FLECHTWERK - Lebebendige Nachbarschaft und Integration

Die Deutschen sind ofener geworden und haben gleichzeitig mehr Sinn für Heimat, Familie und Nachbarschaft entwickelt. Es müssen neue Wege gesucht werden, um Ausgrenzung und Anonymität zu verhindern.

Alte Frankfurter Gasthöfe

Alte Frankfurter Gasthöfe

Sabine Gruber

Als Messestadt war Frankfurt schon immer eine Stadt, die zweimal im Jahr zahlreiche Händler und Gäste aus Deutschland, aber auch aus anderen Ländern anzog. Bereits im Spätmittelalter konnten die Gäste auf eine reich entwickelte Infrastruktur mit Einkehr- und Übernachtungsmöglichkeiten aller Kategorien zurückgreifen, und so mancher Gasthof konnte sich über die Jahrhunderte hinweg halten und seinen Gästen einen an die veränderten Bedürfnisse angepassten Service bieten. Neben den Gasthöfen boten auch Privatleute Quartiere für Messebesucher an, sodass Johann Heinrich Faber 1788 feststellen konnte „Der kleinste Winkel bringt Geld in der Meß.“ Manchmal wurden wie auch heute trotz der guten Infrastruktur die Übernachtungsmöglichkeiten knapp, wie Mozart während einer seiner Reisen in die Handelsstadt feststellen musste. Seiner Frau schrieb er am 28. September 1790: „Wir sind unterdessen in der Vorstadt Sachsenhausen in einem Gasthofe abgestiegen, zu Tod froh daß wir ein Zimmer erwischt haben.“

Der „Getreue Wegweiser von Frankfurt am Mayn und dessen Gebiete“ von Heinrich Hüsgen aus dem Jahr 1802 nennt die damals vorhandenen Gasthöfe, akribisch nach Kategorien geordnet. Als große Gasthöfe, die sich ausschließlich in der Kernstadt fanden, nicht in Sachsenhausen, wo Mozart übernachtete, listet er auf: „Das rothe Haus, auf der Zeil. Der römische Kaiser, auf der Zeil. Der englische Hof, auf dem Roßmarkt. Der weiße Schwan, auf dem Steinweg. Der goldene Löwe auf der Fahrgasse. Der Weidenbusch, auf dem Steinweg. Der Weidenhof, auf der Zeil.“ In dieser Kategorie von Gasthöfen stiegen nur die Wohlhabenderen der Frankfurt-Besucher und -Besucherinnen ab. Genügend Auswahl – zumindest außerhalb der Messezeiten – gab es aber auch unter den kleineren und preisgünstigeren Gasthöfen.

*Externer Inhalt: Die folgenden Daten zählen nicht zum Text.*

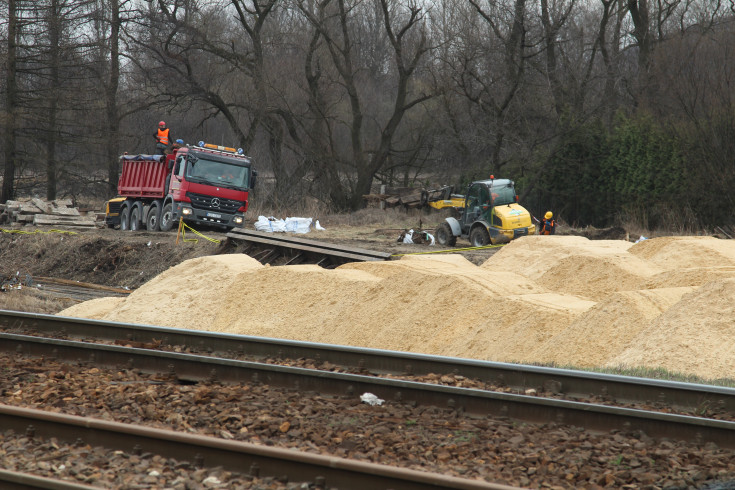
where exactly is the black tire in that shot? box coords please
[435,222,457,246]
[146,202,161,231]
[120,204,131,231]
[160,202,174,232]
[130,206,141,231]
[470,226,490,247]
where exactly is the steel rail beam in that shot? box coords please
[0,470,97,490]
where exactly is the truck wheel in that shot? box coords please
[470,227,490,247]
[435,222,457,246]
[146,202,161,231]
[130,206,141,231]
[160,203,174,232]
[120,204,131,231]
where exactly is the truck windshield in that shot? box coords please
[489,183,516,206]
[186,156,250,189]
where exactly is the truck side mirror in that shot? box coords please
[251,170,258,189]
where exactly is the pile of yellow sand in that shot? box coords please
[59,235,735,381]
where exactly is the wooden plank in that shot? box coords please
[17,203,43,214]
[31,198,51,213]
[48,206,81,216]
[33,214,95,222]
[33,216,97,226]
[34,276,131,294]
[398,193,422,204]
[227,229,392,260]
[15,214,36,223]
[52,199,73,207]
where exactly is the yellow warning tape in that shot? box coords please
[176,218,220,244]
[391,243,505,257]
[0,227,77,235]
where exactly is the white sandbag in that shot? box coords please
[284,217,312,234]
[254,216,286,233]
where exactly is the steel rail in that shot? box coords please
[3,310,735,414]
[0,470,97,490]
[0,405,515,490]
[3,331,735,450]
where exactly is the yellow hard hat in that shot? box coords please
[545,211,553,219]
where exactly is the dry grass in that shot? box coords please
[0,288,77,315]
[615,205,704,238]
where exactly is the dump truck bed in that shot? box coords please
[117,155,169,199]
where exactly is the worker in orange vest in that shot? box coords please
[154,121,172,155]
[539,211,556,235]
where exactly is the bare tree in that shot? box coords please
[298,0,432,210]
[1,0,18,203]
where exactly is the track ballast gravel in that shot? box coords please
[2,353,735,489]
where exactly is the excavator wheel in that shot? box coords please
[470,227,490,247]
[435,222,457,246]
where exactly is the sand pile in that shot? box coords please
[532,287,694,367]
[60,235,735,381]
[629,236,735,268]
[609,278,735,380]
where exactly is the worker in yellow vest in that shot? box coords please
[154,121,172,155]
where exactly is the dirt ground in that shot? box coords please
[0,220,508,313]
[0,221,628,291]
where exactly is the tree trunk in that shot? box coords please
[2,0,18,203]
[106,0,121,197]
[45,0,62,200]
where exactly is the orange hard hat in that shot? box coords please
[158,121,166,127]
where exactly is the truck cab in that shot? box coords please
[164,144,255,230]
[435,178,535,247]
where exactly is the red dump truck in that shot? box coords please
[105,142,256,232]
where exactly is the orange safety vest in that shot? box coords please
[156,128,170,146]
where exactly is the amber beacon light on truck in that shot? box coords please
[197,141,245,155]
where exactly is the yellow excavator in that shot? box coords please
[432,177,535,246]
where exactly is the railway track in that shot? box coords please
[2,310,735,452]
[2,310,734,416]
[0,405,512,490]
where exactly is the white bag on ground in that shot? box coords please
[284,217,312,234]
[402,229,414,244]
[315,220,326,231]
[254,216,286,233]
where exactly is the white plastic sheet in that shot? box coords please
[360,392,385,406]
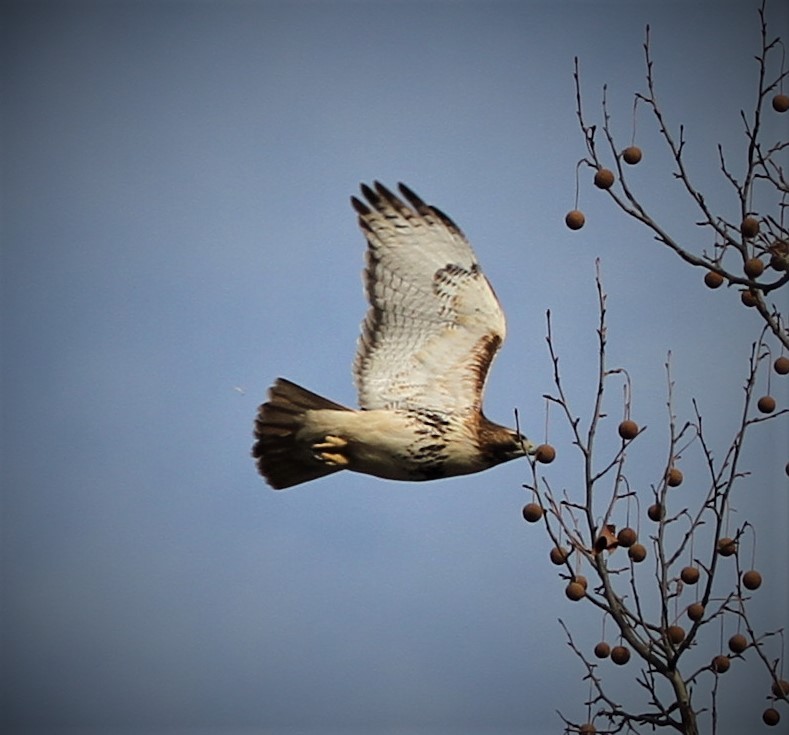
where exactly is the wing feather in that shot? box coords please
[352,182,505,414]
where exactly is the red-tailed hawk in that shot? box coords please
[252,182,532,489]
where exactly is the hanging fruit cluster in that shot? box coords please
[521,373,788,729]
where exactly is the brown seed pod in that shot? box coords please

An der seit dem 12. Jahrhundert entstandenen und später zur Prachtstraße ausgebauten Zeil fanden sich früher weniger Geschäfte als Gasthöfe und prächtige Renaissance- und Barockpalais. Das Gasthaus „Rotes Haus“, das nicht mit dem rekonstruierten Alten und Neuen Roten Haus in der Neuen Frankfurter Altstadt verwechselt werden darf, war ein prächtiges dreistöckiges Gebäude im Stil der Spätrenaissance, das von 1635 bis 1646 errichtet wurde. Neben dem „Roten Haus“ war an der Zeil auch der „Römische Kaiser“ angesiedelt, wo 1764 niemand Geringeres als die österreichische Kaiserin Maria Theresia mit ihrem Sohn, dem späteren Kaiser Joseph II., übernachtete. An der Fassade des „Römischen Kaisers“ war 1742 eine Figur von Maria Theresias Vater Karl VII. angebracht worden, die sich heute im Frankfurter Historischen Museum befindet. Ein weiterer Traditionsgasthof an der Zeil war der „Weidenhof“, den die Großmutter Goethes geerbt hatte und dessen Verkaufserlös einen nicht unwesentlichen Anteil am Vermögen von Goethes Vater ausmachte.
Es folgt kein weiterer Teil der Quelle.